SPUR’s new Food Systems and Urban Agriculture program seeks to answer that question through policy that will strengthen both the food system within the city — where food is grown, how it’s sold and how accessible it is— as well as the region’s network of farms and distributors.
San Francisco has recently experienced a surge of interest in reforming its local food system. In just the past two years the mayor issued a groundbreaking Executive Directive on Healthy and Sustainable Food, the Board of Supervisors updated the zoning code to allow for more types of urban agriculture, and the city hosted the first Northern California “slow money” investment conference. SPUR’s program will be working among a strong base of organizations that are active on food issues in the Bay Area. This desire for innovation and change is driven by many factors, including an interest in reducing the ecological footprint of food; improving public health and eradicating “food deserts”; and strengthening communities by supporting local businesses. SPUR's priority will be on policy, especially where food issues intersect with questions of land use, regional planning and economic development.

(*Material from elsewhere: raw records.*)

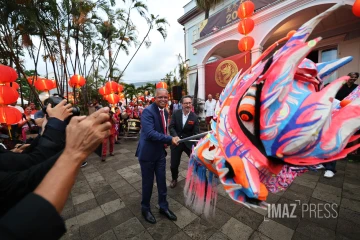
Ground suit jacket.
[135,103,172,161]
[169,110,200,149]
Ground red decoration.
[0,85,19,105]
[352,0,360,17]
[34,78,56,91]
[0,106,22,125]
[238,18,255,35]
[0,64,18,83]
[106,93,120,104]
[118,84,124,93]
[238,36,255,52]
[99,87,110,96]
[156,82,167,89]
[5,82,20,90]
[69,74,86,88]
[238,1,255,19]
[105,81,119,93]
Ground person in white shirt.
[205,94,216,131]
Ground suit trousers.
[139,154,169,211]
[170,143,191,180]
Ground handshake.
[171,137,180,146]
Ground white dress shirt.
[205,99,216,117]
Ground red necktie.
[160,109,166,134]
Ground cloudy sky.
[25,0,190,83]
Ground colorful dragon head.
[184,4,360,218]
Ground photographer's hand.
[46,99,72,121]
[65,108,111,161]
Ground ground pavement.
[62,140,360,240]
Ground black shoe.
[141,211,156,224]
[159,208,177,221]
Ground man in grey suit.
[169,96,200,188]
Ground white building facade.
[178,0,360,99]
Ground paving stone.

In our first year, we will focus our attention on four main issues:
1) The use of public land for urban agriculture
2) Reducing regulatory barriers to urban agriculture
3) Farm-to-cafeteria programs and food literacy in schools
4) Creating metrics and baselines for local food consumption to help inform future policy
Along the way we will report back, both here and the Urbanist, on other developments in the field of food policy, ranging from federal incentives for grocery stores in food deserts to state pilot projects funding rooftop agriculture for its role in stormwater management. And we will also host forums (like our May panel on San Francisco’s recent food policy initiatives), walking tours and more.
As we develop our program, I’d like to hear your ideas and feedback. Please send suggestions for potential events, interesting models of food policy in other places or other ideas to email@example.com.
Redevelopment is Dead. Long Live Redevelopment!
This year has been a wild one for redevelopment agencies in in California. In November 2010, the voters of California passed Proposition 22, which effectively prevented the state from raiding redevelopment agency funds. Then, just a few months into his tenure, Governor Jerry Brown vowed to abolish redevelopment agencies and got fairly close to doing so, despite the extraordinary efforts of organizations like the Non-Profit Housing Association of Northern California (NPH), to save the parts of redevelopment that work best. SPUR also chimed in with an editorial by Gabriel Metcalf arguing that redevelopment should be retained and reformed to promote affordable housing and reinforce California’s smart-growth goals.
As part of the new state budget, redevelopment agencies have once again headed to the chopping block, only this time it’s for real. When he signed the budget in late June, the governor also passed two trailer bills regarding redevelopment, ABx1 26 and ABx1 27. The first one eliminates redevelopment agencies, and the second allows them to continue to exist if they pay certain “voluntary” contributions to schools and special districts. These contributions would require each redevelopment agency to pay its proportional share of $1.7 billion for fiscal year 2011-2012. For every year thereafter, agencies would need to pay their proportional share of $400 million, plus an additional amount tied to the issuance of new debt, in order to keep their doors open.
What is the impact to San Francisco? Fred Blackwell, the head of the San Francisco Redevelopment Agency, has explained that the SFRDA would continue to stay in business, but some of its projects would go forward on a slower timeline, and others may not happen at all. Mission Bay and the first phase of Hunter’s Shipyard will continue to move forward, but the timeline of other projects, such as Phase II of Hunter’s Shipyard and the Transbay Terminal, are more uncertain. Even more concerning is the potential hit to affordable housing funds for those areas.
Groups throughout the state are not taking the news sitting down. The California Redevelopment Association and the League of California Cities are taking a lawsuit directly to the California Supreme Court, asserting that the new laws are unconstitutional.
Until the lawsuit is resolved, the future of redevelopment in California remains uncertain.